When people bring up popcorn lung as a vaping talking point, they should know that others are hearing the equivalent of “the communists put fluoride in the water to make us docile.”

#5. Vapes and nicotine are targeting kids
There are 5.6 million vapers in the UK. There are around 5.4m 11-17-year-olds in the UK. Per ASH, 4.2% of teens vape more than once a week. In other words, roughly 226,800 teens vape regularly, giving a combined adult and teen vaping market of 5.9 million people.
Let’s use the car industry to illustrate a point. I couldn’t find fresh figures, but UK data suggest that only 10% of 17-year-olds in the UK had full driving licences. Imagine you were in charge of selling cars, and you went after the only people who couldn’t really afford your product, of which only a tiny percentage are regular buyers. Oh yeah, and imagine it was also illegal to market or sell to this demographic, too. Your campaign would be disastrous. So why would anyone think the same approach would work for harm-reduction products?
Despite the facts, the lie that vapes deliberately target kids is echoed everywhere, quite often by people who should know better. People really believe that vape manufacturers are risking it all on a hypothetically profitable market of teens despite having a dedicated adult market standing there with notes in their hands.
This teen advertising market is like the subliminal messaging conspiracy theories of the 20th century. It’s all invisible to the observer, so these marketing campaigns must be happening subconsciously.

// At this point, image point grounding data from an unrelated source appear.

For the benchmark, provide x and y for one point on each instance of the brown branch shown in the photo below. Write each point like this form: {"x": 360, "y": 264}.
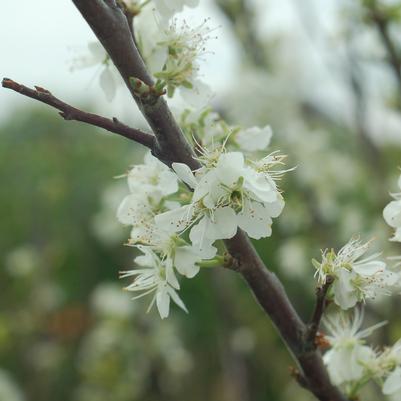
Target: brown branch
{"x": 71, "y": 113}
{"x": 320, "y": 306}
{"x": 110, "y": 26}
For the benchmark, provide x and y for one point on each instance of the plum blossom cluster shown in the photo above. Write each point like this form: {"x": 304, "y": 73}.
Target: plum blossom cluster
{"x": 177, "y": 216}
{"x": 172, "y": 51}
{"x": 170, "y": 48}
{"x": 351, "y": 362}
{"x": 205, "y": 127}
{"x": 392, "y": 214}
{"x": 355, "y": 279}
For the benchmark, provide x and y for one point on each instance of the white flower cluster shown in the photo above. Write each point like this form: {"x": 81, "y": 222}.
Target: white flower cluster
{"x": 167, "y": 8}
{"x": 392, "y": 214}
{"x": 172, "y": 49}
{"x": 352, "y": 363}
{"x": 177, "y": 215}
{"x": 355, "y": 279}
{"x": 206, "y": 128}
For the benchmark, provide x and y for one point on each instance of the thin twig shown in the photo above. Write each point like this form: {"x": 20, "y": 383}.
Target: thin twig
{"x": 381, "y": 22}
{"x": 320, "y": 306}
{"x": 71, "y": 113}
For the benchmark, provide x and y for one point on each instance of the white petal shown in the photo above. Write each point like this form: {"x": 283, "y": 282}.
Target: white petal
{"x": 392, "y": 214}
{"x": 230, "y": 168}
{"x": 175, "y": 220}
{"x": 185, "y": 261}
{"x": 163, "y": 301}
{"x": 255, "y": 138}
{"x": 254, "y": 220}
{"x": 131, "y": 209}
{"x": 224, "y": 223}
{"x": 344, "y": 293}
{"x": 393, "y": 382}
{"x": 177, "y": 300}
{"x": 369, "y": 268}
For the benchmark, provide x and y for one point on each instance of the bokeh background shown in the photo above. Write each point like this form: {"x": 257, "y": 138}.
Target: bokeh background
{"x": 317, "y": 72}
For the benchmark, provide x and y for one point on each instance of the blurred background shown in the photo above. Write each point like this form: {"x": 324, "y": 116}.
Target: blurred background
{"x": 322, "y": 74}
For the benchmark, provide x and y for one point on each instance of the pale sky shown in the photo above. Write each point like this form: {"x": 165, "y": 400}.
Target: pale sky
{"x": 40, "y": 39}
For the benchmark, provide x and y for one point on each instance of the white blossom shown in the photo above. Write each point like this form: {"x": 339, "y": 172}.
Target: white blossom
{"x": 253, "y": 139}
{"x": 227, "y": 194}
{"x": 392, "y": 214}
{"x": 168, "y": 8}
{"x": 148, "y": 183}
{"x": 355, "y": 279}
{"x": 172, "y": 51}
{"x": 348, "y": 357}
{"x": 156, "y": 276}
{"x": 109, "y": 77}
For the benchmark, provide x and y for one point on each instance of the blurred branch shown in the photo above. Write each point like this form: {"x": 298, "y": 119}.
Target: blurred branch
{"x": 242, "y": 20}
{"x": 71, "y": 113}
{"x": 320, "y": 306}
{"x": 110, "y": 25}
{"x": 381, "y": 22}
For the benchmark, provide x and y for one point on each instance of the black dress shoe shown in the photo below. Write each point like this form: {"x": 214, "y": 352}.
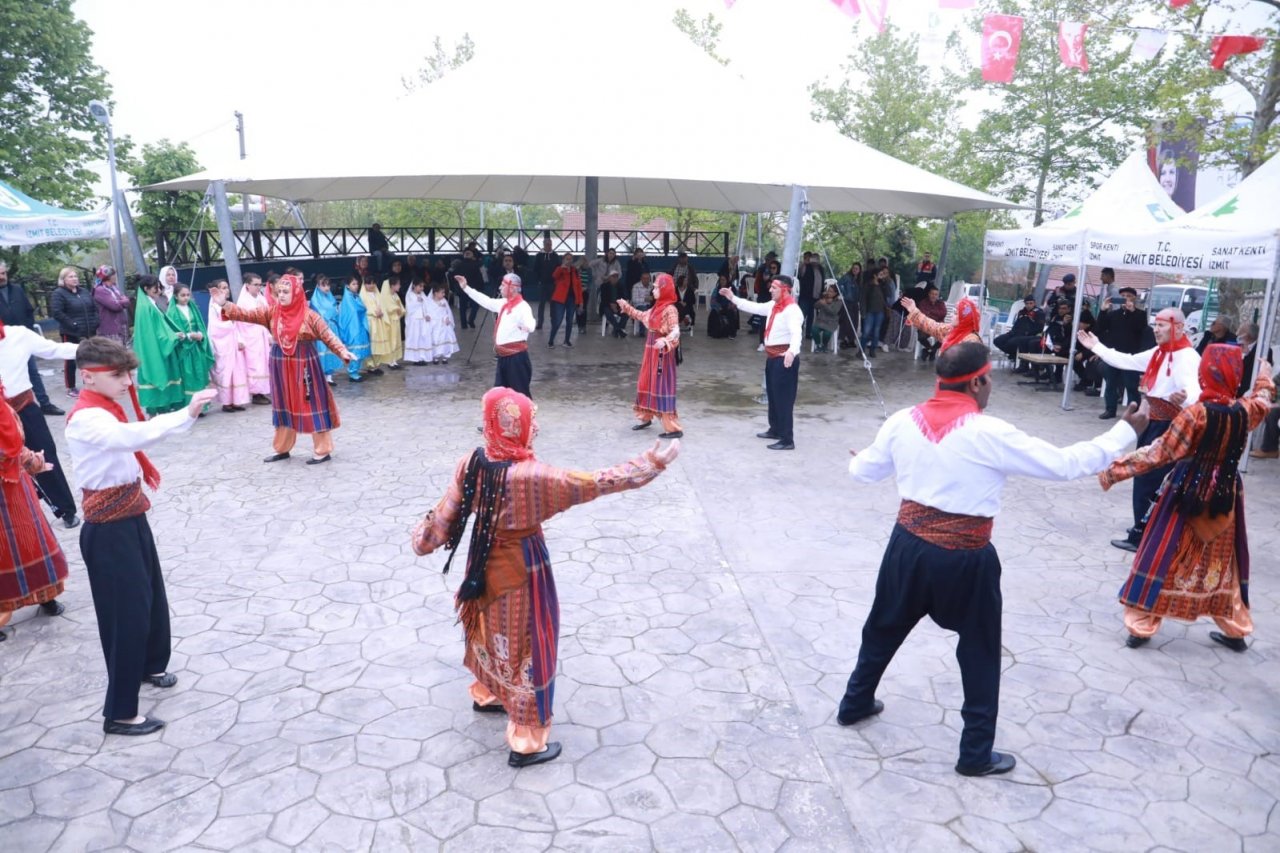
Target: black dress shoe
{"x": 146, "y": 726}
{"x": 529, "y": 760}
{"x": 848, "y": 720}
{"x": 1234, "y": 643}
{"x": 1001, "y": 762}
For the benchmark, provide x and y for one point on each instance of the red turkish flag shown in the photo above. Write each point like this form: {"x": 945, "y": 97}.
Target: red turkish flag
{"x": 1001, "y": 37}
{"x": 1228, "y": 46}
{"x": 1070, "y": 45}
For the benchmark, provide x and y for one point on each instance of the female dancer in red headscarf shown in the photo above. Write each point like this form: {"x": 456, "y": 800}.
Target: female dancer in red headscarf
{"x": 1193, "y": 559}
{"x": 507, "y": 601}
{"x": 301, "y": 401}
{"x": 32, "y": 566}
{"x": 656, "y": 387}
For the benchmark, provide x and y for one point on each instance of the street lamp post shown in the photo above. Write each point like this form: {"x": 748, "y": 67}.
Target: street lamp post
{"x": 97, "y": 109}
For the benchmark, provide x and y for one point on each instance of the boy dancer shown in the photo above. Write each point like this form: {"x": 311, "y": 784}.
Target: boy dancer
{"x": 115, "y": 542}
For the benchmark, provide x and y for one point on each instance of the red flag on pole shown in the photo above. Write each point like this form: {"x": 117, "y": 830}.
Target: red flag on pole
{"x": 1228, "y": 46}
{"x": 1070, "y": 45}
{"x": 1001, "y": 37}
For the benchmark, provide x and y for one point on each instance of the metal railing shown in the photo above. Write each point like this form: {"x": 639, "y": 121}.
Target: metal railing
{"x": 257, "y": 245}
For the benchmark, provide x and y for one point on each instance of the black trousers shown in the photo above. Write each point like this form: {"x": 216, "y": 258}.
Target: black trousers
{"x": 1118, "y": 379}
{"x": 1144, "y": 486}
{"x": 39, "y": 438}
{"x": 781, "y": 384}
{"x": 960, "y": 592}
{"x": 515, "y": 372}
{"x": 131, "y": 605}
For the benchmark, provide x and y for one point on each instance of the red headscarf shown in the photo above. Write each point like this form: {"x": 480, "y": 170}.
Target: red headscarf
{"x": 968, "y": 323}
{"x": 1221, "y": 372}
{"x": 666, "y": 295}
{"x": 287, "y": 319}
{"x": 508, "y": 425}
{"x": 778, "y": 304}
{"x": 10, "y": 439}
{"x": 1178, "y": 340}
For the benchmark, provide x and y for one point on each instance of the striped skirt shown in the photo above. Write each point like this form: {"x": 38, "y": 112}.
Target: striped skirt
{"x": 300, "y": 396}
{"x": 32, "y": 566}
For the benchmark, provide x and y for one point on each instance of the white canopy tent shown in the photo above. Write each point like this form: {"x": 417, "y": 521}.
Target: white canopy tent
{"x": 1130, "y": 196}
{"x": 549, "y": 150}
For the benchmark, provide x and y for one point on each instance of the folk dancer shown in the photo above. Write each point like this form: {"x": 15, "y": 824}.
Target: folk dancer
{"x": 18, "y": 345}
{"x": 507, "y": 602}
{"x": 302, "y": 400}
{"x": 511, "y": 332}
{"x": 1170, "y": 382}
{"x": 784, "y": 334}
{"x": 1194, "y": 556}
{"x": 32, "y": 565}
{"x": 951, "y": 463}
{"x": 115, "y": 542}
{"x": 656, "y": 386}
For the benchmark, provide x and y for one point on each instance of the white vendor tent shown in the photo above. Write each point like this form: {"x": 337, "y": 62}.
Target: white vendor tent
{"x": 26, "y": 222}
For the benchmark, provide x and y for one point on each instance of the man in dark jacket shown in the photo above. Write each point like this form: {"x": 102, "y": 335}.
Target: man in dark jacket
{"x": 1124, "y": 328}
{"x": 16, "y": 309}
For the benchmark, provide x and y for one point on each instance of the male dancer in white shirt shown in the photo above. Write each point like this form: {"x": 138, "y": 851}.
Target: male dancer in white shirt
{"x": 951, "y": 463}
{"x": 511, "y": 332}
{"x": 784, "y": 333}
{"x": 1170, "y": 382}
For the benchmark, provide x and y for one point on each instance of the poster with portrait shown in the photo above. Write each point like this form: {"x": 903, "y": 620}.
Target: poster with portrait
{"x": 1174, "y": 160}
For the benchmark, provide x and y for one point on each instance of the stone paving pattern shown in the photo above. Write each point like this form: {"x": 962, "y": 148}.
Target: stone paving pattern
{"x": 709, "y": 623}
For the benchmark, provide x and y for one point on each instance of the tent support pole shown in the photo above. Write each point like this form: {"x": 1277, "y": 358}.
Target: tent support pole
{"x": 795, "y": 231}
{"x": 231, "y": 255}
{"x": 140, "y": 260}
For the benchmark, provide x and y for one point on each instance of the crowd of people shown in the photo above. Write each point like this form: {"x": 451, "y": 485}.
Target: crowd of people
{"x": 275, "y": 347}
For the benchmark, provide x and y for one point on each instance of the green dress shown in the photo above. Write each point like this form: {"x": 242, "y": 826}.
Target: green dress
{"x": 195, "y": 357}
{"x": 155, "y": 343}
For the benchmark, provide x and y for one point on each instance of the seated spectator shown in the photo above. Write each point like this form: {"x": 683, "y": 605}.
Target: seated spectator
{"x": 826, "y": 315}
{"x": 935, "y": 309}
{"x": 1024, "y": 336}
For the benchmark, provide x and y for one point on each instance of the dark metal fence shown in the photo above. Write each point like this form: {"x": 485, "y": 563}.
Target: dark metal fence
{"x": 205, "y": 247}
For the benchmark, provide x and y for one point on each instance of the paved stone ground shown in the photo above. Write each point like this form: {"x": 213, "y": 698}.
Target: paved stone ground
{"x": 709, "y": 621}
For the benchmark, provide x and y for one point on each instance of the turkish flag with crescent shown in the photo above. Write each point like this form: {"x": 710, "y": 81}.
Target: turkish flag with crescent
{"x": 1001, "y": 37}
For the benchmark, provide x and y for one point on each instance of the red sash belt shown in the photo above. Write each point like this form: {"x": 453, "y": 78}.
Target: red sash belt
{"x": 945, "y": 529}
{"x": 115, "y": 502}
{"x": 22, "y": 400}
{"x": 510, "y": 349}
{"x": 1161, "y": 409}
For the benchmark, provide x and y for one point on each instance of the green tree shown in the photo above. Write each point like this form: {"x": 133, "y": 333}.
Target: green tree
{"x": 158, "y": 211}
{"x": 48, "y": 138}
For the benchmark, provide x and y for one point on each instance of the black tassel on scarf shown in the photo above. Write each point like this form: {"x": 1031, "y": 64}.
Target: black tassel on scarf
{"x": 483, "y": 487}
{"x": 1212, "y": 475}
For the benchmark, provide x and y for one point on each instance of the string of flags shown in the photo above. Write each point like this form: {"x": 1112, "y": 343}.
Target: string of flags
{"x": 1002, "y": 36}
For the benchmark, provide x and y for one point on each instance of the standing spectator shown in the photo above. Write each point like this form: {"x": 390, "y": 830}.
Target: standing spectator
{"x": 565, "y": 299}
{"x": 77, "y": 316}
{"x": 379, "y": 250}
{"x": 113, "y": 306}
{"x": 1124, "y": 329}
{"x": 544, "y": 279}
{"x": 16, "y": 309}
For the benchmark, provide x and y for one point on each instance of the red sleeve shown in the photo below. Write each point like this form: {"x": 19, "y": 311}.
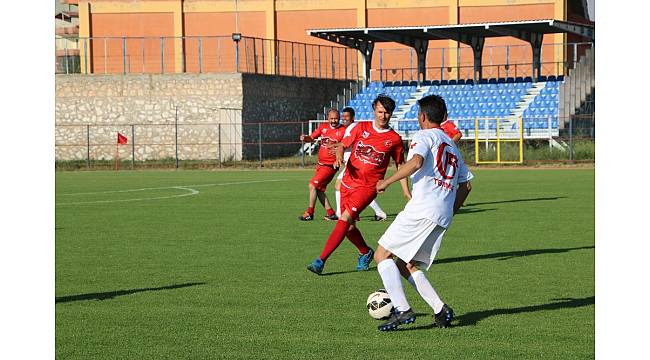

Conveniently, their inaccessible nature also makes it hard to detect these secret messages, unless you’re a paranoid tobacco control maniac who is primed to see them everywhere they look.
Final thoughts
Conspiracy theories are a kind of creative storytelling. To me, it seems that they are a way to map order and meaning over the chaos and messiness of our world. Squint your eyes and some of these stories are vaguely plausible, but most of them have the internal consistency of an off-the-hoof story recited by a 5-year-old.
Everyone should believe what they want. But when the majority of the public believes stuff equivalent to the Moon Landing was faked, then I think we have a problem.